Nothing Must Happen to Dangote Refinery, VP Shettima Warns PENGASSAN
By Patience Ikpeme
Vice President Senator Kashim Shettima, representing President Bola Ahmed Tinubu, issued a strong caution on Monday regarding the trade union controversy involving the Dangote Refinery and the Petroleum and Natural Gas Senior Staff Association of Nigeria (PENGASSAN), stating that nothing must happen to the $20 billion facility.
Speaking at the 31st Nigerian Economic Summit (NES #31) in Abuja, Senator Shettima warned that Aliko Dangote, the owner of the refinery, is more than an individual.
“He’s an institution and he’s the leading light in Nigeria’s economic development, and how we treat this gentleman will determine how outsiders will judge us,” the Vice President said.
The Vice President stressed the refinery’s crucial financial obligations that necessitate its continuous operation. “This is a refinery that was financed, through a combination of equity investment, through debt finance, and loans from local and foreign banks.
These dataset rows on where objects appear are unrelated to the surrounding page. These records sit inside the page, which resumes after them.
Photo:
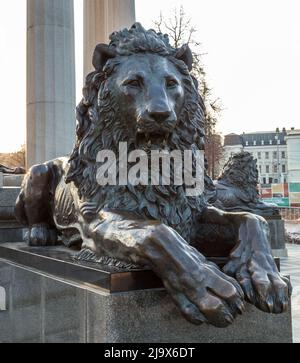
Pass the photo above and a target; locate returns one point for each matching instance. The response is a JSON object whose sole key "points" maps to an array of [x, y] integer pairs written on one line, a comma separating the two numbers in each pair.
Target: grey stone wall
{"points": [[45, 309]]}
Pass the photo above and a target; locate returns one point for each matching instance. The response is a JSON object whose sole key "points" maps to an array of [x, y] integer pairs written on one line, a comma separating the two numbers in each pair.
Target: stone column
{"points": [[50, 79], [101, 18]]}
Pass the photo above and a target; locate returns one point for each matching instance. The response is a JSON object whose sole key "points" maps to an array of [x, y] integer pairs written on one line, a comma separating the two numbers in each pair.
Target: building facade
{"points": [[277, 153]]}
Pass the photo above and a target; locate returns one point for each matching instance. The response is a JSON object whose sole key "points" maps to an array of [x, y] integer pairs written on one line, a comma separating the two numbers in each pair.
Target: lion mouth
{"points": [[152, 139]]}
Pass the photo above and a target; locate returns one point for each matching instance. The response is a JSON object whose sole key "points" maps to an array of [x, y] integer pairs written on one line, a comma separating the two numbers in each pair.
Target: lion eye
{"points": [[171, 83], [132, 83]]}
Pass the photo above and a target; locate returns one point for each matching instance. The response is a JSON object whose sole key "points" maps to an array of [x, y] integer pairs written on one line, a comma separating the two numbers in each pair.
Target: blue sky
{"points": [[252, 59]]}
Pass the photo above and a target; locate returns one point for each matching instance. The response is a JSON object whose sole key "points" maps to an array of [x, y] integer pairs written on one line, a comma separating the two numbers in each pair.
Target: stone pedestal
{"points": [[50, 80], [101, 18], [52, 299]]}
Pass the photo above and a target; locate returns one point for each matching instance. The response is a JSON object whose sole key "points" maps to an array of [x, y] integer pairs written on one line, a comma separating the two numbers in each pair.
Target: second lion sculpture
{"points": [[142, 93]]}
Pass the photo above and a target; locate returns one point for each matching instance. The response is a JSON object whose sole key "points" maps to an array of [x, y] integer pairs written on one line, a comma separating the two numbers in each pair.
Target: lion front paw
{"points": [[207, 296], [42, 235], [262, 284]]}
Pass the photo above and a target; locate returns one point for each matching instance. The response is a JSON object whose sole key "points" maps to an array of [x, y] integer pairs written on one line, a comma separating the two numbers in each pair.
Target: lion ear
{"points": [[185, 54], [101, 55]]}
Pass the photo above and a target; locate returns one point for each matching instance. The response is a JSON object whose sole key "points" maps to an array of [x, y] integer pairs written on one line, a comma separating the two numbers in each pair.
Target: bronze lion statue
{"points": [[236, 189], [142, 93]]}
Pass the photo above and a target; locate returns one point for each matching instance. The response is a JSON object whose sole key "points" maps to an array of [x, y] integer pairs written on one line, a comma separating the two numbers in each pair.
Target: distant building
{"points": [[277, 153]]}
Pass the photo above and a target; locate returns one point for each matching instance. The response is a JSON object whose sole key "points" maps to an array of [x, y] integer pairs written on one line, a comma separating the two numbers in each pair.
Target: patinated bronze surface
{"points": [[142, 92], [236, 189], [6, 170]]}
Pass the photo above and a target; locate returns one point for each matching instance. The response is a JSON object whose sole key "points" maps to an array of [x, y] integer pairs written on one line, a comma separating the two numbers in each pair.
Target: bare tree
{"points": [[181, 31]]}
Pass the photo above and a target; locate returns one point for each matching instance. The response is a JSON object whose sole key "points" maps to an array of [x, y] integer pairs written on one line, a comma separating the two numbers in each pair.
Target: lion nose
{"points": [[160, 116]]}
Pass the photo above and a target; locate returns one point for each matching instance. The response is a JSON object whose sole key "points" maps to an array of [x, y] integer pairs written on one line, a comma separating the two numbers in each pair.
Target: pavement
{"points": [[291, 266]]}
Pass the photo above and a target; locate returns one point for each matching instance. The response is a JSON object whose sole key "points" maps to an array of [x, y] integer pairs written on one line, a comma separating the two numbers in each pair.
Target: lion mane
{"points": [[100, 126]]}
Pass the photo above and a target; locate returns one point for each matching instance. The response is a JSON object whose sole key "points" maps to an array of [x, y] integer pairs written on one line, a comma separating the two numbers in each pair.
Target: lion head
{"points": [[241, 172], [142, 93]]}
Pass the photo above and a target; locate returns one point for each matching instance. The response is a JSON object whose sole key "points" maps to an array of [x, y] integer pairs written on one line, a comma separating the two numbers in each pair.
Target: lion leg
{"points": [[251, 262], [33, 206], [202, 292]]}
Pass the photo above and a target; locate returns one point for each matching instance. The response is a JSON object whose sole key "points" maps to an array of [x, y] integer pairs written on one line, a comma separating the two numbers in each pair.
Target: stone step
{"points": [[10, 229]]}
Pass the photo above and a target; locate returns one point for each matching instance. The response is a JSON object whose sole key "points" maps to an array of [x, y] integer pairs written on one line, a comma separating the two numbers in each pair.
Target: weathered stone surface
{"points": [[151, 317], [11, 234], [45, 309], [50, 79]]}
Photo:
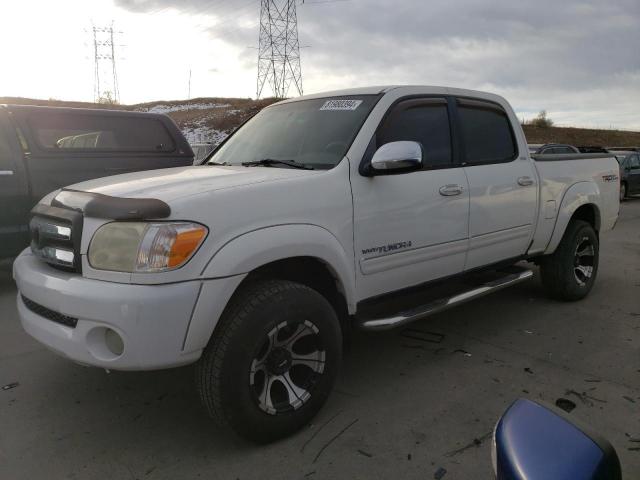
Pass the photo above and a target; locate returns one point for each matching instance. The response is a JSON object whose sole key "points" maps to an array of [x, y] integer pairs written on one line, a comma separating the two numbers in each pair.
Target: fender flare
{"points": [[579, 194], [257, 248]]}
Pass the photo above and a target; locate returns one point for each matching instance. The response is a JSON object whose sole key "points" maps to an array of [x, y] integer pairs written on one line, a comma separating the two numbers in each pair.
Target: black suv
{"points": [[46, 148]]}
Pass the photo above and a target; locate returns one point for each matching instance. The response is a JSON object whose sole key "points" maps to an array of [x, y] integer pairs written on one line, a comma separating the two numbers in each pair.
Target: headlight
{"points": [[139, 247]]}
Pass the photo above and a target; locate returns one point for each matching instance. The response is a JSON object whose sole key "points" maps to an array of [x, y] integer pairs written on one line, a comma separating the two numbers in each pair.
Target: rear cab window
{"points": [[71, 132], [422, 120], [6, 152], [487, 134]]}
The refinery has to function to service the debt. And we cannot hold the whole nation to ransom, because of issues that we can amicably settle across the table.”
Senator Shettima contrasted Dangote’s investment choice with potential alternatives, arguing the nation owes it to the future to protect the investment.
“If he had invested $10 billion in Microsoft, in Amazon, in Google, probably he might be worth $70 to $80 billion by now. But he opted to invest in this country, and we owe it to future generations. To generously promote, preserve, and protect the interests of this very Nigerian.”
He called for responsibility from organized labor and the private sector. “It’s not about holding the gold medal for ransom, because of its high level of history, Nigeria is greater than PENGASSAN, Nigeria is greater than each and every one of us,” he stated.
The government tasked the Nigerian Economic Summit Group (NESG) with looking beyond singular interests, stating that the government expects far-reaching recommendations from the NESG to address the dispute while maintaining industrial harmony for the entire population.
The Vice President clarified the administration’s stance, noting, “This is off-the-cuff remarks, but I believe it reflects the true position of President Bola Ahmed Tinubu. It reflects the true position of the Nigerian people.”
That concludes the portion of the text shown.